I tried to solve it this way

But answer is not true where Did I go wrong?

I cannot read your jpeg clearly, but thank you for providing your work. As far as I can tell based on my poor reading of the jpeg, you made at least one error.

You cannot assume that $\infty * 0 = 0.$

Here is one way to attack the problem:

$\dfrac{x^3}{x^2 + 5} = \dfrac{x^3 + 5x^2 - 5x^2}{x^2 + 5} = \dfrac{x(x^2 + 5) - 5x^2}{x^2 + 5} = x + \dfrac{-\ 5x^2}{x^2 + 5} =$

$x + \dfrac{-\ 5x^2 - 25 + 25}{x^2 + 5} = x + \dfrac{-\ 5(x^2 + 5) + 25}{x^2 + 5} = x - 5 + \dfrac{25}{x^2 + 5}.$

With me so far? (You can get the same result using synthetic or long division.)

One of the laws of limits, speaking a bit loosely, is that the limit of a sum equals the sum of the limits.

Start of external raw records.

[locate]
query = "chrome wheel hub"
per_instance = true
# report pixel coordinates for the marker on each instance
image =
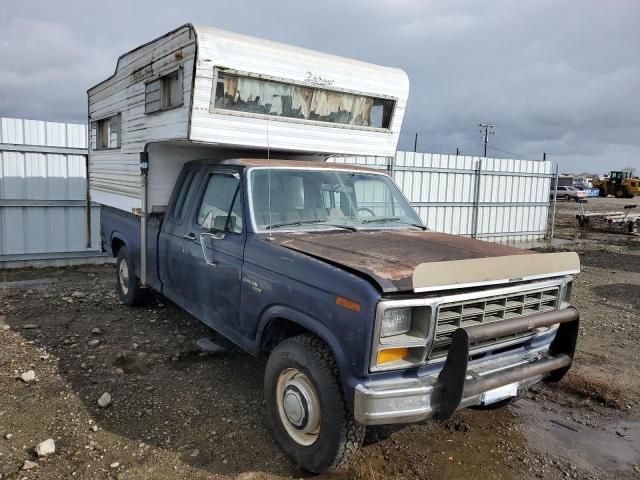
(123, 275)
(298, 406)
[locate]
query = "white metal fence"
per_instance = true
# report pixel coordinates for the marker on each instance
(43, 188)
(43, 194)
(502, 200)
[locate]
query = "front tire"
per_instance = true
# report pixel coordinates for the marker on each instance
(128, 285)
(306, 406)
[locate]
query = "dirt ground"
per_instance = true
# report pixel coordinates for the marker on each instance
(179, 413)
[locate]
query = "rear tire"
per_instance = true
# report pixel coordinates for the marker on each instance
(128, 285)
(306, 406)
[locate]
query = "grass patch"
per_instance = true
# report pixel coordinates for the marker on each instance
(607, 393)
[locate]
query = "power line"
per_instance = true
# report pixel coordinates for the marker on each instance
(486, 129)
(515, 155)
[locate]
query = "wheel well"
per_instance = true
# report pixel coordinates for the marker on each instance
(276, 331)
(116, 245)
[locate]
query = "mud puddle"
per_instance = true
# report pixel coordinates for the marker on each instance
(602, 445)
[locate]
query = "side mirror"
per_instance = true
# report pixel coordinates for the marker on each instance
(209, 222)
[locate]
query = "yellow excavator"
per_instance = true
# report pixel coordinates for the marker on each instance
(618, 184)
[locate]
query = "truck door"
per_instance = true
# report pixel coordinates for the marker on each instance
(214, 252)
(171, 240)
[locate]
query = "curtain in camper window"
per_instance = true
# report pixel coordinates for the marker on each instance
(267, 97)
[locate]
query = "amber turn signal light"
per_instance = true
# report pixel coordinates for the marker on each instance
(392, 354)
(346, 303)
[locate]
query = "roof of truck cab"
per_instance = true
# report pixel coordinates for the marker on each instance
(280, 163)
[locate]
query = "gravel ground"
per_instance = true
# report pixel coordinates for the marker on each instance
(175, 412)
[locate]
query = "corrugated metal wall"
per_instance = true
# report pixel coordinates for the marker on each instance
(503, 200)
(42, 194)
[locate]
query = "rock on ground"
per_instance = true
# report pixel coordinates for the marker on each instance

$\displaystyle \therefore \lim_{x \rightarrow - \infty} \left ( \dfrac{x^3}{x^2 + 5} \right ) = \lim_{x \rightarrow - \infty} \left (x - 5 + \dfrac{25}{x^2 + 5} \right ) =$

$\displaystyle \lim_{x \rightarrow - \infty} (x) + \lim_{x \rightarrow -\infty} (-\ 5) + \lim_{x \rightarrow - \infty} \left ( \dfrac{25}{x^2 + 5} \right ) = - \ \infty - 5 + 0 = -\ \infty.$

Make sense?

EDIT: I see that Dan beat me to an answer.